La clause de renonciation à recours étant opposable au demandeur, celui-ci est débouté de ses demandes d’indemnisation au titre des réparations locatives.
Sur les demandes accessoires
Aux termes de l’article 696 du code de procédure civile, la partie perdante est condamnée aux dépens, à moins que le juge, par décision motivée, n’en mette la totalité ou une fraction à la charge d’une autre partie.
En l’espèce, la SCI KARINAT, qui succombe, est condamnée aux dépens.

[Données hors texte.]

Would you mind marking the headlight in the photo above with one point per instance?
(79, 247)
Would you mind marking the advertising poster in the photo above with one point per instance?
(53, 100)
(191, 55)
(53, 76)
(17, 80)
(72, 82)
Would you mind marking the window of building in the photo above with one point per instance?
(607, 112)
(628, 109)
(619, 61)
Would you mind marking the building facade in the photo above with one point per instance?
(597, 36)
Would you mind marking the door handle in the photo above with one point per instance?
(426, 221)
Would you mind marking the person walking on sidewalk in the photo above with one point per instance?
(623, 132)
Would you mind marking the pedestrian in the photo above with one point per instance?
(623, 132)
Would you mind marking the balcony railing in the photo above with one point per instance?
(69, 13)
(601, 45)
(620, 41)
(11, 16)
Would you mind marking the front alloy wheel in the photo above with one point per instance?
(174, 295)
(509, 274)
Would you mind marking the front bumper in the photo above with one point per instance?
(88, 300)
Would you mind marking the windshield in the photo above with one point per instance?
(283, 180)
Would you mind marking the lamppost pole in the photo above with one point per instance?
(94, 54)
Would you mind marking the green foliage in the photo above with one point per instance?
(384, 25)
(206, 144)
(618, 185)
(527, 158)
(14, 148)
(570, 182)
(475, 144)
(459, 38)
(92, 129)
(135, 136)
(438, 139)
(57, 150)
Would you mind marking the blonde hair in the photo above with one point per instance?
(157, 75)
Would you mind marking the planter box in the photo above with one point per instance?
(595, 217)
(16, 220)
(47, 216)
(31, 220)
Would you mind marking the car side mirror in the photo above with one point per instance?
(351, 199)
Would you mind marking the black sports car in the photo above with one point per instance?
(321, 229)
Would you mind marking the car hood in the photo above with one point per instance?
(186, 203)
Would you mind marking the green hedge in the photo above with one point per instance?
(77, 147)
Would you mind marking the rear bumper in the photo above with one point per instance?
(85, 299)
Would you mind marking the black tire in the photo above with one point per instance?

L’article 700 du code de procédure civile dispose que dans toutes les instances le juge condamne la partie tenue aux dépens ou la partie perdante à payer à l’autre partie la somme qu’il détermine au titre des frais exposés et non compris dans les dépens. Le juge tient compte de l’équité ou de la situation économique de la partie condamnée. Il peut, même d’office, pour des raisons tirées des mêmes considérations, dire qu’il n’y a lieu à condamnation.
En l’espèce, la SCI KARINAT, qui succombe est condamnée à verser la somme de 1500 € au titre des frais irrépétibles.
Aux termes de l’article 514 du code de procédure civile dans sa version applicable aux instances introduites après le 1er janvier 2020, les décisions de première instance sont de droit exécutoires à titre provisoire à moins que la loi ou la décision rendue n’en dispose autrement.
L’article 514-1 du même code précise que le juge peut écarter l’exécution provisoire de droit, en tout ou partie, s’il estime qu’elle est incompatible avec la nature de l’affaire. Il statue, d’office ou à la demande d’une partie, par décision spécialement motivée.
En l’espèce, compte tenu de l’absence de motif dérogatoire, il sera rappelé que la présente décision est exécutoire de droit à titre provisoire.
PAR CES MOTIFS
Le Tribunal, statuant après débats en audience publique par jugement contradictoire, mis à disposition au greffe et en premier ressort :
DECLARE la clause réciproque de renonciation à recours opposable à la SCI KARINAT ;
DEBOUTE la SCI KARINAT de ses demandes ;
CONDAMNE la SCI KARINAT à payer à la SARL CARCASSONNE THERMOLAQUAGE la somme de 1500 € en vertu des dispositions de l’article 700 du code de procédure civile ;
CONDAMNE la SCI KARINAT aux dépens ;
DEBOUTE les parties de leurs demandes plus amples ou contraires ;
RAPPELLE que la présente décision est exécutoire de droit par provision.
Ainsi jugé et prononcé par mise à disposition au greffe le TRENTE AVRIL DEUX MIL VINGT CINQ.